Sanitariuszka cz. 20 - lina_91
Proza » Fantastyka / Science Fiction » Sanitariuszka cz. 20
A A A
Zanim wciągnął na nogi swoje trepy, dokończył zapinanie kurtki i wybiegł za Kariną, minęło sporo czasu. W korytarzu wpadł na Pszczółkę.

-Poczekaj - złapała go za połę kurtki, ale wyrwał się z takim impetem, że dziewczyna aż się zatoczyła.

-Spadaj - wydyszał ciężko.

-Nie możesz tak wyjść! Jesteś słaby... - dalej nie słuchał. Wołanie Pszczółki ucichło w oddali. Jak oszalały, pędził przez pół Warszawy do oddziału Kariny. Był słaby, ale nie czuł ani tego, ani wirowania w głowie.
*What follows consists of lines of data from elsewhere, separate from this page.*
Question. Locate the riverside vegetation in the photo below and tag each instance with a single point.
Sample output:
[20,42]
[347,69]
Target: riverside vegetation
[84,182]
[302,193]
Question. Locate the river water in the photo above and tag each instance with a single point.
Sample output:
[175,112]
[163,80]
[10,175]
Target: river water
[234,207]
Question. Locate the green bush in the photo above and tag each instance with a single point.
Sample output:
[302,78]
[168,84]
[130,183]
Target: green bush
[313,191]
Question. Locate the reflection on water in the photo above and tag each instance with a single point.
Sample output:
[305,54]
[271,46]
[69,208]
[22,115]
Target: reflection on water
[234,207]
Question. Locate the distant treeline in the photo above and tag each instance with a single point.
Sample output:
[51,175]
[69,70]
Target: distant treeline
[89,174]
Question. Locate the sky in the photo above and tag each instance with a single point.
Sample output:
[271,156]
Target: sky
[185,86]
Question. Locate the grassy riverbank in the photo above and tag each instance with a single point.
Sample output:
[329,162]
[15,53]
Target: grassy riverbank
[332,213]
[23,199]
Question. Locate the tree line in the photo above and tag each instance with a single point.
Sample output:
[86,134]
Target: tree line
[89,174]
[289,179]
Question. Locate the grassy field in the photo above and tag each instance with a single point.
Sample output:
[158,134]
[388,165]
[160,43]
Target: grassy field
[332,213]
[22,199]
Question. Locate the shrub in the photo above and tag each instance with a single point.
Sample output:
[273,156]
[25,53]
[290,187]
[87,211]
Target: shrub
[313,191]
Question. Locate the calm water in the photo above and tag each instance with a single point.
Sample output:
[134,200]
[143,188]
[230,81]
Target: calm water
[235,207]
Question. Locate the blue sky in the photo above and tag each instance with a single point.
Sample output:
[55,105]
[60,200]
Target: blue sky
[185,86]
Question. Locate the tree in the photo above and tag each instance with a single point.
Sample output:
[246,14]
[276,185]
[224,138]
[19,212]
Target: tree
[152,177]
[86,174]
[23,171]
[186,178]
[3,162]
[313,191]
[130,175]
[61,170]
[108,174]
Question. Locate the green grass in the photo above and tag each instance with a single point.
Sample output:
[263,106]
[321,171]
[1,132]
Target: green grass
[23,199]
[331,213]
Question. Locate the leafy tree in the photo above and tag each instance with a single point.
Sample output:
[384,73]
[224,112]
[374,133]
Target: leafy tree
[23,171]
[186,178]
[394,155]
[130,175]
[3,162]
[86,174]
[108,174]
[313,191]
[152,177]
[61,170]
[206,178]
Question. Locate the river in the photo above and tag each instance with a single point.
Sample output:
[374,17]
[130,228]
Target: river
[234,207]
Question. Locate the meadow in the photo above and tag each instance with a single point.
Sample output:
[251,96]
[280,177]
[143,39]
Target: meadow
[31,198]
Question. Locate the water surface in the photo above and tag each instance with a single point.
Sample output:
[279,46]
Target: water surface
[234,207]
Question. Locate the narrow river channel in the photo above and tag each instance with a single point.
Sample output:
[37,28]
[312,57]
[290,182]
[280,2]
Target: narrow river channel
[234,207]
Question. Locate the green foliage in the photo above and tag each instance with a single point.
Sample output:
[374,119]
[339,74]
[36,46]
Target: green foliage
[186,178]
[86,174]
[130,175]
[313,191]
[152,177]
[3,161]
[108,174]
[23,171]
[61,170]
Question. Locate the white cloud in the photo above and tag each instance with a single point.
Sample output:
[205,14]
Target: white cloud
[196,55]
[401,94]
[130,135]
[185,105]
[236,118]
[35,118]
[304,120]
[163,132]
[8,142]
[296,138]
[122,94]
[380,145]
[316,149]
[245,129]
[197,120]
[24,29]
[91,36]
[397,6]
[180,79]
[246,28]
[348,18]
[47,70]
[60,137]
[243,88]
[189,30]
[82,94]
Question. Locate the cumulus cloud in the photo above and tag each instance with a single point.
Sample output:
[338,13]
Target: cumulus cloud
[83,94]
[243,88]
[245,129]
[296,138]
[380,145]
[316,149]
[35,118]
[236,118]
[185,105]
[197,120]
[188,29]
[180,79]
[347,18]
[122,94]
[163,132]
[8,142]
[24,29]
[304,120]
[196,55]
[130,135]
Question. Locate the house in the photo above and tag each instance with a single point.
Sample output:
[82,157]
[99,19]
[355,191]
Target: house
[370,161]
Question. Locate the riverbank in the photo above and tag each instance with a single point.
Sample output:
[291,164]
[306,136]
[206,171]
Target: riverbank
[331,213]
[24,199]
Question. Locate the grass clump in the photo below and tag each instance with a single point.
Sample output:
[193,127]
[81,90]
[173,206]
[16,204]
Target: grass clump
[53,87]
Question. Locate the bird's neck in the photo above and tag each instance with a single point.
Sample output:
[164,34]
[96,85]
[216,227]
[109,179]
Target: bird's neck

I choć gdy w końcu zobaczył na barykadzie szczupłą sylwetkę Ignaczuka, zataczał się ze zmęczenia, nie zwracał na to uwagi.

-Gdzie Karina? - rzucił bez powitania. Artur podniósł głowę. Obrzucił Mariusza dziwnym spojrzeniem, ale wyraz twarzy chłopaka nie zachęcał do pytań. Wzruszył ramionami.

-Wzięła snajperkę i poszła na dach - zarzucił głową w kierunku pobliskiej kamienicy. -Lepiej teraz do niej nie idź.

Mariusz nie posłuchał. Ledwo Ignaczuk skończył mówić, pędził już do bramy. Jego dudnienie po schodach musiało zaalarmować Karinę, bo gdy tylko wyszedł na dach, długa lufa karabinu snajperskiego skierowała się w jego stronę.

-Od kiedy jesteś gołębiarką? - zaczął lekko.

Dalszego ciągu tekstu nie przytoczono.